1920 ve 30’ların modernist yaklaşımları, dünyayı çevreleyen otobanlar arasında yayılan, uzun, araba merkezli şehirlerin gelişimini etkiledi. Bu görüşlerde yürümeye, bisiklete binmeye, toplu taşımacılığa ya da iyi planlanmış, insan odaklı, sürdürülebilir, sağlıklı, güvenli ve canlı kentler için bir mekân fikri yoktu. Şu anda ise kentler için vazgeçilmez unsurlar, çevresel olarak sürdürülebilirlik, yürünebilirlik ve yaşanabilirlik olarak görülüyor.
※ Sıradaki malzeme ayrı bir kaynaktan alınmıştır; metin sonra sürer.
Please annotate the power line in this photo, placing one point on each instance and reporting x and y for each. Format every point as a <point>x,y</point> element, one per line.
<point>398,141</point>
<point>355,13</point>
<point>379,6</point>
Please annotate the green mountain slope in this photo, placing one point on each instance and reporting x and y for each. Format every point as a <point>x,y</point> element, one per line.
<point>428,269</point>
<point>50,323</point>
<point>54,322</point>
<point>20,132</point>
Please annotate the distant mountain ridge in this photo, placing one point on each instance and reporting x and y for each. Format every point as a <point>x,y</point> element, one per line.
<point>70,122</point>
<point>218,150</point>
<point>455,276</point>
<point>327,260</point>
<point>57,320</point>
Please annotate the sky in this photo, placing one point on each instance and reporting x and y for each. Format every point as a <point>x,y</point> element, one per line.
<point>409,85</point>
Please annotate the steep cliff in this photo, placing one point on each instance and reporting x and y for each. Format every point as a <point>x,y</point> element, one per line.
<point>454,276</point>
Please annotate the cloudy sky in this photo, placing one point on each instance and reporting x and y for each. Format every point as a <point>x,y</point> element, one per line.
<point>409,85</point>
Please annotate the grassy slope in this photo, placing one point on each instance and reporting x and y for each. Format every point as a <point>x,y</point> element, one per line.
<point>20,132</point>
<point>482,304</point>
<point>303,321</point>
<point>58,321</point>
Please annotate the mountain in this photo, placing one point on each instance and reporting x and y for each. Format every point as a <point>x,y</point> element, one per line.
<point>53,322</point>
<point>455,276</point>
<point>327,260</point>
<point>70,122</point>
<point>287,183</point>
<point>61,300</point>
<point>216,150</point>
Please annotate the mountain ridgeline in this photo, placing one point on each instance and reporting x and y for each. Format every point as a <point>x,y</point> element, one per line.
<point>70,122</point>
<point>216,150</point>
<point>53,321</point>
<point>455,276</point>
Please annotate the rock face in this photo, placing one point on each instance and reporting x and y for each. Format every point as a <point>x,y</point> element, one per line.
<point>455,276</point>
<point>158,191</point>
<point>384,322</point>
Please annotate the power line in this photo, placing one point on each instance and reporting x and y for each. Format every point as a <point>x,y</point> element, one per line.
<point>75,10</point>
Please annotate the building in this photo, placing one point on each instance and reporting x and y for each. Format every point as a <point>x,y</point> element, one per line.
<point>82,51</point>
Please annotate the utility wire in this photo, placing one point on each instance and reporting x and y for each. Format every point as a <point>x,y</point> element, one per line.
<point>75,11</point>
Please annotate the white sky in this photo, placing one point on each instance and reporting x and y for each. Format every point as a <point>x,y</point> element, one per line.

Yayalar ve motorsuz ulaşım için güvenliğin geliştirilmesi, toplu taşımacılığın daha fazla benimsenmesine, daha az tıkanıklığa ve kirliliğe, sağlık açısından daha iyi sonuçlara ve taşınabilirliğin daha hızlı olmasına (bisikletler, yoğun saatlerde %40 oranında daha hızlı ulaşım sağlar), daha öngörülebilir bir şekilde ve düşük maliyetle yardımcı olur. Bisiklet sürmeyi teşvik etmek için yapılan küçük yatırımlar, İngiltere’de yapılan yeni bir hükümet araştırmasına göre 35’e 1 oranında verim sağlamaktadır. Bu nispeten düşük maliyetli çözümler arasında; ayrı bisiklet şeritleri oluşturulması, bisiklet paylaşım ağları yaratılması, bisikletlerin hızına uyacak şekilde trafik ışıklarının yeniden gözden geçirilmesi ve trafiğin yavaşlatılması için yolların kenarları boyunca ağaç dikilmesi sayılabilir.

Sensörler, optikler ve gömülü işlemcilerdeki ilerlemeler ile yepyeni ulaşım çözümleri ortaya çıkabilir. Örneğin, bisiklet sürmek, MIT Senseable Şehir Laboratuvarı tarafından tasarlanan mevcut bisikletlere bir eklenti olan Kopenhag Tekerleği gibi yeniliklerle daha da popüler hale gelebilir.

 

5) Ortak Enerji Kullanımı

CO2 emisyonlarının yaklaşık beşte üçü elektrik ve endüstriyel kullanımdan kaynaklanmaktadır (IEA Statistics 2011). Nüfus artışı, ekonomik kalkınma, kentleşme ve sanayileşme gibi faktörlerden dolayı, küresel enerji tüketiminin 2010’dan 2035’e kadar neredeyse ½ oranında artacağı ve 226 milyar MWh’ye ulaşacağı tahmin edilmektedir (WEO 2010; EIA 2011). Teknolojik yeniliklerin yokluğunda, enerji kullanımındaki bu artış, CO2 emisyonlarında orantılı bir artışa yol açacaktır.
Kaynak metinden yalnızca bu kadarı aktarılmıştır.